Toutefois, ce que le Comte Tauffkirchen me dit sur ce dernier point ne forma pas la partie la plus claire de son exposition.

Il me parla d'une garantie de nos provinces allemandes. Il me donna à entendre que, même pour nos provinces non allemandes, on pourrait nous offrir toutes les sûretés désirables en vue de dangers possibles. Il nomma la Russie, ajoutant que ces sûretés découleraient naturellement d'un renouvellement de la TripleAlliance. Il insinua enfin (comme on l'avait déjà fait de Munich) l'alliance de la Prusse et de l'Autriche permettrait aux que États du Midi de conserver plus d'indépendance, et qu'une union internationale de l'Autriche avec la Confédération du Nord et avec la Confédération du Midi pourrait amener enfin des liens étroits et durables qui remplaceraient avantageusement pour l'Autriche et pour la nation allemande l'ancienne Confédération germanique. Je crois avoir donné dans ce résumé la substance des propositions du Comte Tauffkirchen, sans les amoindrir en aucune manière.

Le langage de M. de Werther et une dépêche confidentielle qu'il me lut me confirmèrent que M. de Bismarck avait autorisé l'Envoyé du Gouvernement bavarois à faire ces ouvertures à Vienne. M. de Werther seconda les efforts du Comte Tauffkirchen; mais je suis forcé de faire observer que l'Ambassadeur du Roi ne s'engageait pas, et que nous ne pouvions prêter l'oreille aux propositions d'alliance qu'au risque de ne pas les savoir ratifiées d'avance à Berlin.
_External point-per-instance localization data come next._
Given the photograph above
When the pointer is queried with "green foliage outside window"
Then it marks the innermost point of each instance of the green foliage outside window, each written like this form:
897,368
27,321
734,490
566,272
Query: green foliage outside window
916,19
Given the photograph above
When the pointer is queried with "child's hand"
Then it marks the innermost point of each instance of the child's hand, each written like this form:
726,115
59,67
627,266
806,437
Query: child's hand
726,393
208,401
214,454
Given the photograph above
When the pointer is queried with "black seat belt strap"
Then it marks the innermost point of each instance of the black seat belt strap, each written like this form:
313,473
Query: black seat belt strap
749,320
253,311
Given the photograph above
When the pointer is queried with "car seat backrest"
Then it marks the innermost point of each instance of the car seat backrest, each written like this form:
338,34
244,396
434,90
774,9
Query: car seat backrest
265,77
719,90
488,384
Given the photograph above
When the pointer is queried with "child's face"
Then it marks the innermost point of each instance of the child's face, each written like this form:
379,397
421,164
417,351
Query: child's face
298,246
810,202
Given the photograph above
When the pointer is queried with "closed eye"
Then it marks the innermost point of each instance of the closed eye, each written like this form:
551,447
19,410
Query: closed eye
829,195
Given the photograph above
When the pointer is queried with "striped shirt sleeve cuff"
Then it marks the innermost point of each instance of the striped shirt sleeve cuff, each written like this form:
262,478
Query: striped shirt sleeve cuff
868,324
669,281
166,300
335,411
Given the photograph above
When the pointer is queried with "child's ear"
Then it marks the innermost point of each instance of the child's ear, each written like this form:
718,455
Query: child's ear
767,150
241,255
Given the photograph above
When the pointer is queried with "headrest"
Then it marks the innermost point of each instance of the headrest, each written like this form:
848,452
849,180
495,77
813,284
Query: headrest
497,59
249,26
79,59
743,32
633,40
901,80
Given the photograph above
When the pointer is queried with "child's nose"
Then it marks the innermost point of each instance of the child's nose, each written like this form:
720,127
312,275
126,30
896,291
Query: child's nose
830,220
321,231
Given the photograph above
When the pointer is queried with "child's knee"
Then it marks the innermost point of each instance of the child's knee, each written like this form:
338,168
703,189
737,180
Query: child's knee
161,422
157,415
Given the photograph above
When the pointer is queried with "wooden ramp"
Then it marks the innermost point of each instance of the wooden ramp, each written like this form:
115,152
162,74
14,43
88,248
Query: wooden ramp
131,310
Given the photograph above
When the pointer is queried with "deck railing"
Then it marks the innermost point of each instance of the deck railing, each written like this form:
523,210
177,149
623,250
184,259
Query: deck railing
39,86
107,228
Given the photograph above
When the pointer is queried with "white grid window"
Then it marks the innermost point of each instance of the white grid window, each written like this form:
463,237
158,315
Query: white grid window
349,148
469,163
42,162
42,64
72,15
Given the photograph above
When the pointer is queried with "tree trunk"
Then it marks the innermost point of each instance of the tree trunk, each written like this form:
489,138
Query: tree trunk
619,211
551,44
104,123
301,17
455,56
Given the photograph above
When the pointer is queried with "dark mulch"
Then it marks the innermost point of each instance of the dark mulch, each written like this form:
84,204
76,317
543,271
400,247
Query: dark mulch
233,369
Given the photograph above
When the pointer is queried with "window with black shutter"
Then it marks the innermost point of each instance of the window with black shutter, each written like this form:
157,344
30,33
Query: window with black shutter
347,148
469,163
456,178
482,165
Je vais avoir l'honneur maintenant de faire part à Votre Excellence de mes réponses.

Lorsque plusieurs intéressés ont à discuter de graves questions,

il est utile parfois d'intervertir en pensée les rôles, afin d'arriver par là à juger impartialement les choses. Ce fut la première observation que je fis au Comte Tauffkirchen. «Permettez-moi, lui dis-je, d'imaginer une combinaison où, au lieu de venir de Berlin à Vienne, vous apporteriez de la capitale de l'Autriche des propositions d'alliance à la Prusse. Supposez un instant que l'Autriche, après la guerre de Crimée, ait conservé le droit de garnison dans une forteresse moldave, située à la même distance de la frontière russe que Luxembourg de la frontière française. Supposez encore que le Gouvernement autrichien ait pris en Galicie une série de mesures qui aient excité en Russie une agitation aussi grande que celle que la Prusse a provoquée en France par ses actes depuis les préliminaires de Nikolsbourg. La Russie trouverait notre voisinage en Moldavie dangereux, une guerre serait imminente, et vous iriez offrir, au nom de la Bavière et en notre nom, notre alliance à Berlin. Croyez-vous qu'en y faisant ressortir que l'Autriche, au fond, représente l'intérêt allemand en face de la Russie, que la Cour de Vienne regarde une alliance avec la Prusse comme opportune, qu'elle est disposée à garantir à la Prusse ses provinces allemandes, et que la Prusse alliée à l'Autriche n'aurait rien à craindre pour la Posnanie, croyez-vous que ces motifs parussent suffisants à Berlin pour contracter une alliance avec nous contre la Russie?"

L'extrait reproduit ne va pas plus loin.